The hope that ethnographic films might be put to work to increase intercultural understanding is not new: it resonates with Jean Rouch’s understanding of the possible role of film as a kind of public anthropology that he saw in the potential of ethnographic film to inspire ‘the regard for cultural differences’ that was needed for the future (2000[1973]: 45) (see Pink 2007: 9 for a discussion of this). We are now living this future. Is this now the time when ethnographic film might realise its potential as part of an applied and public visual anthropology? The signs are good: visual methods and media are increasingly accepted and popular across the ‘ethnographic’ disciplines and the divide between written applied and academic anthropology is narrowing. Thus while I began this essay by suggesting a pessimistic outlook for the contemporary relevance of ethnographic film in society, I now want to be more optimistic.

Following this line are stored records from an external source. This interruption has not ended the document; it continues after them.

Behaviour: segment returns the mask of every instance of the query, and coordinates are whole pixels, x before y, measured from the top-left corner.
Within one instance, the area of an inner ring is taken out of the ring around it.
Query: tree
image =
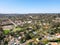
[[[0,27],[0,40],[2,40],[5,37],[3,33],[3,29]]]

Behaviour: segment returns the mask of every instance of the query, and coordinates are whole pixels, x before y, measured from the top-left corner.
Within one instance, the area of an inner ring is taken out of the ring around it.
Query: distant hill
[[[19,16],[19,15],[60,15],[60,13],[29,13],[29,14],[0,14],[2,16]]]

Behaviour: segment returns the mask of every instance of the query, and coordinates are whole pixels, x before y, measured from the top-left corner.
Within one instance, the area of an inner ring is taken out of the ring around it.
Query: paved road
[[[15,43],[16,43],[16,44],[19,44],[19,45],[26,45],[27,43],[32,42],[32,41],[33,41],[33,40],[28,40],[28,41],[26,41],[25,43],[20,44],[17,39],[14,39],[14,38],[13,38],[13,39],[11,39],[11,40],[8,42],[8,45],[15,45]]]
[[[15,26],[17,26],[17,24],[15,24],[11,19],[9,19],[9,21],[10,21],[12,24],[14,24]]]

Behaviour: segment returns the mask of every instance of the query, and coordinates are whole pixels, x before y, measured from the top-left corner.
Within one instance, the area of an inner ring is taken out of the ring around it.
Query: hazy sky
[[[0,0],[0,13],[60,13],[60,0]]]

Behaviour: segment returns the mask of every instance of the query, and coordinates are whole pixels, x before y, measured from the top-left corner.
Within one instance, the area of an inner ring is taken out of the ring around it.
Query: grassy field
[[[4,34],[8,34],[10,30],[4,30]]]
[[[15,27],[14,29],[13,29],[13,32],[16,32],[16,31],[20,31],[20,30],[22,30],[22,28],[20,28],[20,27]]]

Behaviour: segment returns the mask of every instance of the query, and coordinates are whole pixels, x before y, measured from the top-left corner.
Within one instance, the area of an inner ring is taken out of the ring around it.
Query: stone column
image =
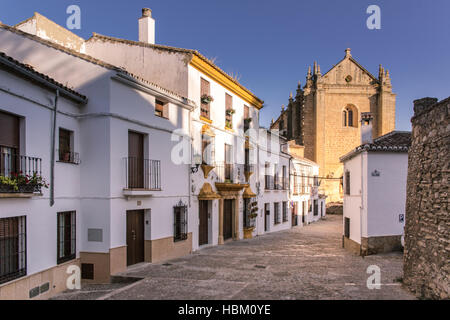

While there are other ways in which ethnographic film might be ‘relevant’ in contemporary society, in this essay I have interpreted the question’ to consider ‘relevance’ in an applied sense – to examine how ethnographic filmmaking might be engaged in social interventions. I suggest there is a need to re-think or expand our ambitions for ethnographic film(making), to encompass an applied ethnographic filmmaking intentionality. Outside the screening contexts of film festivals and lecture theatres the relevance of ethnographic film might be constituted through the making and screening back of the film with its subjects/participants, and/or in its screening to a target audience and subsequent discussion of its implications. These processes are already been developed in a number of projects which represent both continuities and departures from ethnographic film practice as it developed in the twentieth century. In doing so, they enable ethnographic film to take on increasing relevance in contemporary society. 

References
Chalfen, R. and M. Rich (2007) ‘Combining the Applied, the Visual and the Medical: Patients Teaching Physicians with Visual Narratives’ in S. Pink (ed) Visual Interventions, Oxford: Berghahn.
Henley, P. (2005) ‘Anthropologists in Television: a disappearing world?’ in S. Pink (ed) Applications of Anthropology, Oxford: Berghahn
Pink, S. (2006) The Future of Visual Anthropology, Oxford: Routledge
Pink, S. (ed) (2007) Visual Interventions, Oxford: Berghahn
Rouch, J. (2003[1973]) ‘The Camera and Man’, in S. Feld (ed.), Cine-Ethnography Jean Rouch. London: University of Minnesota Press.
Ruby, J. (2005-7) Oak Park Stories CD-ROM and DVD series, distributed by DER.